For Immediate Release, May 25, 2007

Contact: Noah Greenwald, (503) 484-7495

Interior Secretary Dirk Kempthorne’s First Year in Office a Disaster for Endangered Species  

WASHINGTON— Today marks one year since Dirk Kempthorne was confirmed as Secretary of Interior. During that time, the U.S. Fish and Wildlife Service endangered species program has gone from bad to worse.

* Prior to Kempthorne’s confirmation, the Bush government had the lowest rate of placing species on the endangered species list of any presidency in history. Under Kempthorne, the program has ground to a complete halt: not a single species has been added to the endangered species list under his watch. The last year-long listing drought occurred in 1981 under Reagan’s interior secretary, James Watt. Compared to Kempthorne’s annual listing rate of zero, Bruce Babbitt annually listed 65 species and Manuel Lujan 58.

“Kempthorne has been a disaster for endangered species,” said Noah Greenwald, conservation biologist for the Center for Biological Diversity. “His failure to add even one species to the endangered list is a historic low in the history of the Endangered Species Act. This was an Annus Horribilis for American wildlife.”

The lack of listing does not reflect a lack of imperilment. U.S. Fish and Wildlife Service biologists have classified 279 species as “candidates” meaning they have met all criteria to be formally proposed as endangered species. Agency biologists recommended emergency listing for three of them, but Kempthorne’s Interior Department has kept them off the endangered list.

* After being petitioned and sued by conservationists, Kempthorne proposed to list the polar bear as a threatened species in December 2006. The proposal bizarrely noted that the polar bear was going extinct due to the melting of its Arctic sea-ice habitat, but failed to mention global warming. At a press conference and in television appearances, Kempthorne flatly stated that the U.S. Fish and Wildlife Service polar bear biologists had not analyzed global warming, its causes, or its solution. In fact, the scientists had done exactly that only to have all traces of their analysis expunged by Kempthorne’s Interior Department. Most damning in their analysis was the conclusion that the Bush administration’s intensity-based greenhouse gas policy was inadequate to save the polar bear or reduce carbon emissions at all.

“Kempthorne censored the scientists to protect the White House, then lied about it to the media,” said Greenwald.

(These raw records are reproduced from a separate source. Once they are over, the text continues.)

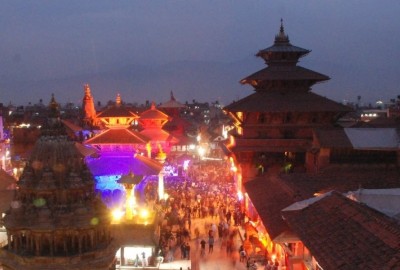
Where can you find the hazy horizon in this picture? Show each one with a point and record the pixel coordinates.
(197, 49)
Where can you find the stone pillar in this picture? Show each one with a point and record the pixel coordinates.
(80, 244)
(9, 241)
(37, 246)
(122, 255)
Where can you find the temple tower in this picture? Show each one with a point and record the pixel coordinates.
(275, 124)
(89, 112)
(56, 221)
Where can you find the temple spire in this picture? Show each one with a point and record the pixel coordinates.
(89, 112)
(281, 37)
(118, 100)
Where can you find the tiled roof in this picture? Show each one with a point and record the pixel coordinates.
(343, 178)
(287, 73)
(332, 138)
(344, 234)
(159, 135)
(153, 114)
(269, 196)
(118, 136)
(275, 101)
(138, 165)
(172, 104)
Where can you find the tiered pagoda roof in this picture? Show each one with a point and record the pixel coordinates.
(172, 104)
(122, 114)
(283, 86)
(345, 234)
(118, 136)
(153, 118)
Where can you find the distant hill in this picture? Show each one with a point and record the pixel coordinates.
(199, 80)
(202, 81)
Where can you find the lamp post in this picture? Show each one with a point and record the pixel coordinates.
(130, 181)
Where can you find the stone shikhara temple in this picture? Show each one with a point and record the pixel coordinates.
(55, 220)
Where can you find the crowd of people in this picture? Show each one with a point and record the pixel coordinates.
(202, 205)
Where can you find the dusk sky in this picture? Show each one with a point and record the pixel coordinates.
(197, 49)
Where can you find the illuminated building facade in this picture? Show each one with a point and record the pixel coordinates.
(117, 146)
(55, 220)
(152, 122)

* While Kempthorne can not be blamed for hiring the disgraced and recently retired Deputy Assistant Secretary, Julie MacDonald, he conspicuously allowed her to continue bullying and overruling Fish and Wildlife Service scientists for nearly a year after his confirmation. Even after she was excoriated in an inspector general’s report, Kempthorne failed to denounce her actions. He continues to implement her damaging policies, including those designed to keep imperiled species off the endangered species list.

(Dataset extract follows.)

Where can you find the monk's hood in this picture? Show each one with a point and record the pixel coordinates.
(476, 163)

When pushed at a congressional oversight committee to review MacDonald’s most controversial decisions, Lynn Scarlett, Kempthorne’s Deputy Secretary of Interior, refused.

“Kempthorne’s refusal to review, overturn, or even acknowledge the many illegal actions taken by Julie MacDonald indicates his lack of interest in helping endangered species or preserving the integrity of the Endangered Species Act,” said Greenwald.